Tu surfes à n'en plus finir
sur les canaux troublés de la communication
dans l'espoir d'aboutir à un port tranquille.
Émergence
Libérant
— enfin ! —
le souffle retenu
les mots ont émergé
du silence.
Ils ont emmêlé
— dans leurs cheveux défaits —
des promesses difficiles.
Entre leurs dents luit
la perle noire
de l'espérance
et dans leur main
ils tiennent serré
le trident
du plus fort désir.
L'habitude
L'habitude fait fondre le temps...
L'usure en suinte et tache
nos bons sentiments
ceux que l'on porte
aux anniversaires légendaires
de la vie.
L'habitude altère le chagrin.
Elle ferme l'enclos du rêve,
modifie les messages
qu'envoient les émetteurs
de l'attente.
Courage, Scarlet !
Demain la même journée se fane.
Dessins animés
En y mettant des gants — de caoutchouc —
le silence a étranglé l'échange.
L'épais tapis de la solitude
a étouffé
le bruit des pas
vers la sortie de secours.
Dessins animés — par le désir —
nous sommes restés en silence
dans la BD de la vie
attendant désespérément
que s'esquisse un refuge
face à la gomme du temps.
Par couples
L'obscurité n'est pas la lumière
mais elle lui appartient
de même la solitude n'est pas l'amour
mais elle le contemple
les yeux grands ouverts
Ouvrant grand les yeux
dans l'obscurité
l'amour est à l'affût
de notre solitude.
La question principale c'est...
Tu redessines les lignes
de la fissure
ou tu les suis
on verra jusqu'où ?
Le stratagème principal c'est :
gérer l'absence
par ta présence
ou le contraire ?
La ruse principale c'est :
regarder ton miroir
et imiter ton image
ou mettre ton masque au risque
d'être découvert ?
Nécrologie
La nécrologie du rêve a commencé
par un larsen.
Le sommeil effrayé a laissé couler
un peu de son noir cauchemar
dans la salle des miroirs.
Légère agitation dans le public.
On a vu changer de place
des sensations et des sentiments.
Mais tout est bientôt rentré dans l'ordre
l'ouvreuse raisonnable a pulvérisé
un peu d'essence de sang-froid
et la cérémonie a commencé
à l'heure prévue.
En grande pompe
avec le subconscient humide
et le drapeau des instincts en berne
on a enterré les ultimes illusions.
Amor / À mort !
De la «petite
mort» à l'autre la grande
quelle résistance ?
Les Grecs ont la poésie dans le sang, le présent site en est une preuve parmi tant d'autres.
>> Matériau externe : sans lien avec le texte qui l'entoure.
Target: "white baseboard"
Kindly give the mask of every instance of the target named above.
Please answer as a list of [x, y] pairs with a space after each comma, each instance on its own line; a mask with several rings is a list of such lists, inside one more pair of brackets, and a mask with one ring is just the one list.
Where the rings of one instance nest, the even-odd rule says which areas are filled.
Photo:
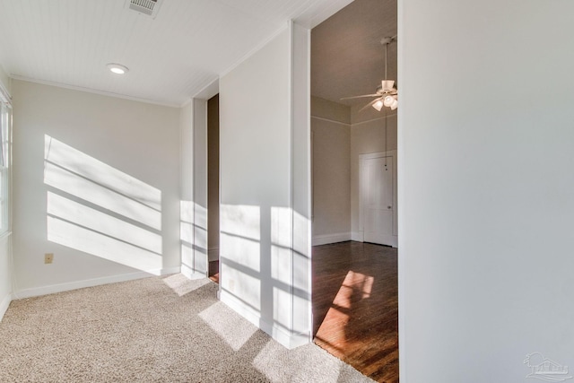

On peut fréquenter un Grec pendant des années sans savoir qu'il est poète lui aussi — même s'il n'écrit que pour lui. Marìa Patakia, par exemple. Elle vit et travaille à Bruxelles, où elle s'active beaucoup pour la communauté grecque ; je l'ai connue dans un autre contexte avant de découvrir son premier recueil, Arpenteurs du temps. Les poèmes qu'il contient, qu'elle aurait dû publier plus tôt, sont d'une grande richesse, d'une grande finesse, témoins les trois premiers que voilà, suivis de huit autres issus du second, Pesée des âmes. Certains d'entre eux ont été traduits en anglais, et ce n'est qu'un début.